Cracker Barrel hires MS&L at a 'turning point' in company history

ATLANTA: Just a month after it settled race-bias lawsuits and after a three-month search process that considered more than 20 agencies, Cracker Barrel Old Country Store has selected MS&L as its first AOR in the company's 35-year history.

ATLANTA: Just a month after it settled race-bias lawsuits and after a three-month search process that considered more than 20 agencies, Cracker Barrel Old Country Store has selected MS&L as its first AOR in the company's 35-year history.

MS&L's Atlanta office will lead national PR for the Tennessee-based restaurant chain.

Chris Tomasso, Cracker Barrel's VP of marketing, said MS&L fit well with the company's overall marketing strategy. "We were at a turning point in the history of the organization," he said, citing the chain's 500th restaurant opening and 35th anniversary. "[MS&L] had an obvious passion for the business itself."

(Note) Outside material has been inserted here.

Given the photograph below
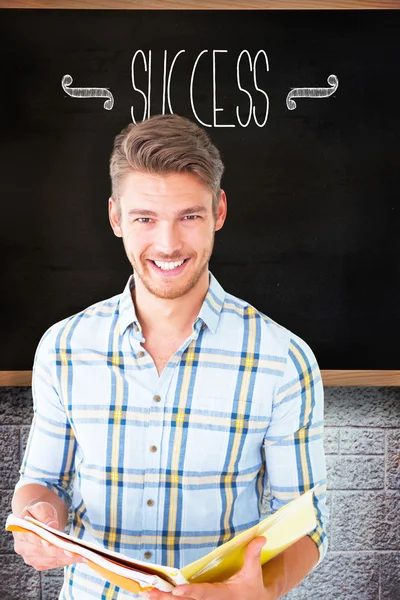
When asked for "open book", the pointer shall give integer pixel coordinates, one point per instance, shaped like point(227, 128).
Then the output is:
point(281, 529)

Jim Tsokanos, MD of MS&L Atlanta, said the agency won the business because "we really understood the brand better than anybody else." He cited brand building, reputation management, and corporate communications as some of the agency's responsibilities.

Tsokanos said MS&L took the initiative to bring in Precise Communications - a minority-owned boutique agency in Atlanta - to handle Cracker Barrel's multicultural communications.

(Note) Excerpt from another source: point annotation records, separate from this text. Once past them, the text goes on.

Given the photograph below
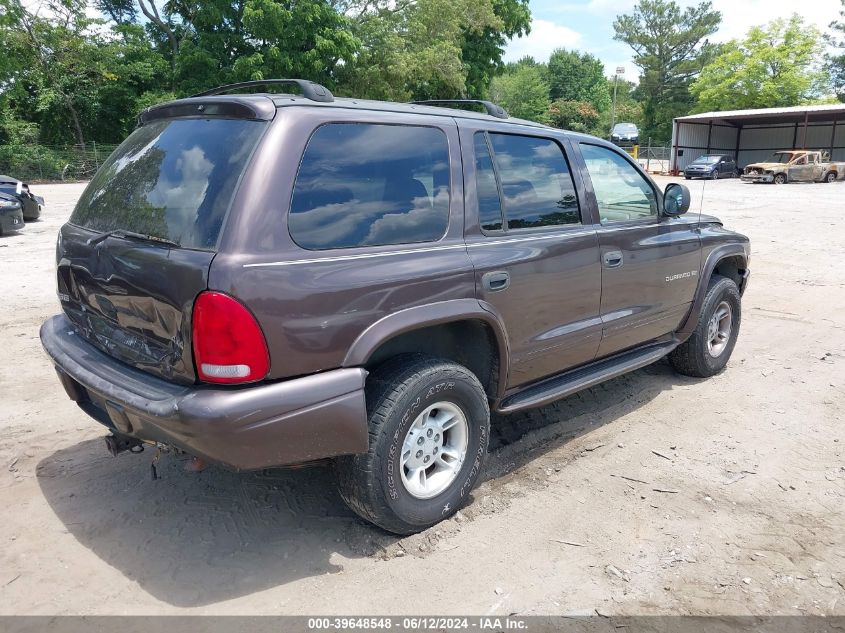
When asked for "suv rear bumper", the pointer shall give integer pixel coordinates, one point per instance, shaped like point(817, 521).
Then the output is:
point(245, 428)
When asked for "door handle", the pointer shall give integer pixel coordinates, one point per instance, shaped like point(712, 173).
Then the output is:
point(613, 259)
point(495, 281)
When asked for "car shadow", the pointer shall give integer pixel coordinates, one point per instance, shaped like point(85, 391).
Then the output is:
point(197, 539)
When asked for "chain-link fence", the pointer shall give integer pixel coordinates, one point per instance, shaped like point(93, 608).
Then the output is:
point(655, 159)
point(45, 163)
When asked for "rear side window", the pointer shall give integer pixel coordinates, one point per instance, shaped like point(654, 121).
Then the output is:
point(172, 179)
point(535, 182)
point(370, 185)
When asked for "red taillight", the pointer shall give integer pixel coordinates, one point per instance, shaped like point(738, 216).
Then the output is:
point(229, 346)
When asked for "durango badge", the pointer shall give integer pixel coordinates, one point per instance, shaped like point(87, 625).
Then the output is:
point(692, 273)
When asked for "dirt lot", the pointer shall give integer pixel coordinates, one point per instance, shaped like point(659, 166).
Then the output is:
point(749, 466)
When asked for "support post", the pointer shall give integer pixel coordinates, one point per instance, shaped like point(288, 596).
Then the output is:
point(806, 123)
point(738, 139)
point(833, 138)
point(674, 166)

Last month, the company agreed to pay $8.7 million to settle discrimination lawsuits filed by black customers and employees. Alexis Davis Smith, president and director of Precise, said her firm will provide "strategic counsel and support to reach out to African-American and Hispanic audiences."

Cracker Barrel also faces a PR challenge in Texas, where it and eight other companies were recently indicted and charged with making illegal corporate contributions to TRM-PAC, a political action committee connected to House majority leader Tom DeLay (R-TX).

The company has given hundreds of thousands of dollars to GOP candidates and causes over the last decade, according to The Tennessean.

Tomasso said Cracker Barrel's contributions were legal and that it regularly makes "issue-related" contributions targeting business concerns such as outdoor-advertising rights.

The decision to hire an AOR was not based on the indictments or the lawsuits, but was "a coincidence of timing," he added.